I am trying to wrap my head around compiling a assignment expression to bytecode. I am writing my own language, and this part has really got me stumped. My language takes the source code and converts it into tokens, which are converted directly to bytecode. For example, something like:
a + 2
becomes
TOKEN_NAME
TOKEN_ADD
TOKEN_INT
this would then be parsed and converted to bytecode which would look something like
LOAD_VARIABLE (this is the a)
LOAD_CONSTANT (this is the 2)
ADD
This is pretty straight forward. But for an assignment expression such as:
a[0][1] = 2
which would become
TOKEN_NAME
TOKEN_L_BRACKET
TOKEN_INT
TOKEN_R_BRACKET
TOKEN_L_BRACKET
TOKEN_INT
TOKEN_R_BRACKET
TOKEN_ASSIGN
TOKEN_INT
I need to load a, do a subscript on that object (the 0 subscript), then store 2 into 1 subscript. I should add that the parser is effectively LL(1), which makes this particularly difficult.
I cannot think of a way to make sure the last part of the left hand side expression (the part I am assigning to) isn't loaded, but has the value (2) stored into it.
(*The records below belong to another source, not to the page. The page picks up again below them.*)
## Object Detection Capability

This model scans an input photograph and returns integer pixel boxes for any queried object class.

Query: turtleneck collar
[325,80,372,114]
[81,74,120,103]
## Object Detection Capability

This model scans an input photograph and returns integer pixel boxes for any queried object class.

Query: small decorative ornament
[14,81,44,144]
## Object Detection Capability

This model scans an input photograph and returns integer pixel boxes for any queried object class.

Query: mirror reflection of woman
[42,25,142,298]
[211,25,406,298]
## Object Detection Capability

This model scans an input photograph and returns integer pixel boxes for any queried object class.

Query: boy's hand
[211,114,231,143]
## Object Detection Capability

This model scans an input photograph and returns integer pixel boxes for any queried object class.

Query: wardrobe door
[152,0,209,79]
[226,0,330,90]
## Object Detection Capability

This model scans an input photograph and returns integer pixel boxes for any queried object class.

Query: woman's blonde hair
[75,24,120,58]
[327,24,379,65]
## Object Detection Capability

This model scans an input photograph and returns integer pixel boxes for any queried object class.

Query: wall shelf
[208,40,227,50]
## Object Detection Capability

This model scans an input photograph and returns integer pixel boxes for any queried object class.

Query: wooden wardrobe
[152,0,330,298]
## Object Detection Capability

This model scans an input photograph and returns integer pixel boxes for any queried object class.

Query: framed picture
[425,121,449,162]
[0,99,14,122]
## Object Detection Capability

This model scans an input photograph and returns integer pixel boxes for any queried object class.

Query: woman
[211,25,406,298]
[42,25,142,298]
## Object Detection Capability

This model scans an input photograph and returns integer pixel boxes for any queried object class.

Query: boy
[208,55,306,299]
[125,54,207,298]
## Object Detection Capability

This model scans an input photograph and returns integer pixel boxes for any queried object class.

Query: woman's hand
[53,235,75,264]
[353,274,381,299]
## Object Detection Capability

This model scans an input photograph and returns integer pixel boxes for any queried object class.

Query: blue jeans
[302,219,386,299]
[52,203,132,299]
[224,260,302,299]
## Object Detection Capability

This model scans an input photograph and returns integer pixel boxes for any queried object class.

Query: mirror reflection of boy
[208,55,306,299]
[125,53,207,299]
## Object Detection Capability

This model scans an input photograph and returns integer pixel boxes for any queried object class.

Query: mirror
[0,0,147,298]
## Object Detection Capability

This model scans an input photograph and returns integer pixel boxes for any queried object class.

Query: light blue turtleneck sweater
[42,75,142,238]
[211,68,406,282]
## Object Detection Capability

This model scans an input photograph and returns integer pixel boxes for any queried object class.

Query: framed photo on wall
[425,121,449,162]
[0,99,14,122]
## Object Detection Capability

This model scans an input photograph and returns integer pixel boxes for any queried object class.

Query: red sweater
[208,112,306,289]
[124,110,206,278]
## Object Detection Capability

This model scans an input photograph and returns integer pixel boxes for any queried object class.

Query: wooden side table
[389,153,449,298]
If any of this is unclear, please leave a comment I will be happy to clarify my program. (It's pretty hard to make a MCVE for an entire interpreter for a programming language!)
Thanks in advance.
You can use a simple backtracking method to construct references:
LOAD_VALUE
converts to GET_VALUE_REF
LOAD_PROPERTY
converts to GET_PROPERTY_REF
(LOAD_PROPERTY
is generated by a.b
)LOAD_ELEMENT
converts to GET_ELEMENT_REF
(LOAD_ELEMENT
is generated by a[b]
)This method is sufficient for the most common semantics. For C you would add support for the dereferencing operator *
: GET_POINTER_VALUE
converts to GET_POINTER_REF
which is essentially a no op.
To implement this you need to keep track of the last opcode generated by the compiler, with the possibility to patch it into another byte code.
The expression a[0][2]
would compile to
LOAD_VARIABLE a (this is the a)
LOAD_CONSTANT 0 (this is the 0)
GET_ELEMENT
LOAD_CONSTANT 2 (this is the 2)
GET_ELEMENT
a[0][2] = 3
converts to
LOAD_VARIABLE a
LOAD_CONSTANT 0
GET_ELEMENT
LOAD_CONSTANT 2
GET_ELEMENT_REF
LOAD_CONSTANT 3
STORE_REF
You can also generate specific stores directly if you don't need a reference (you need a reference for a[b] += c
for example).
a[0][2] = 3
then converts to
LOAD_VARIABLE a
LOAD_CONSTANT 0
GET_ELEMENT
LOAD_CONSTANT 2
LOAD_CONSTANT 3
STORE_ELEMENT (uses 3 stack slots)
while a[0][2] += 3
produces:
LOAD_VARIABLE a
LOAD_CONSTANT 0
GET_ELEMENT
LOAD_CONSTANT 2
GET_ELEMENT_REF
LOAD_REF
LOAD_CONSTANT 3
ADD
STORE_REF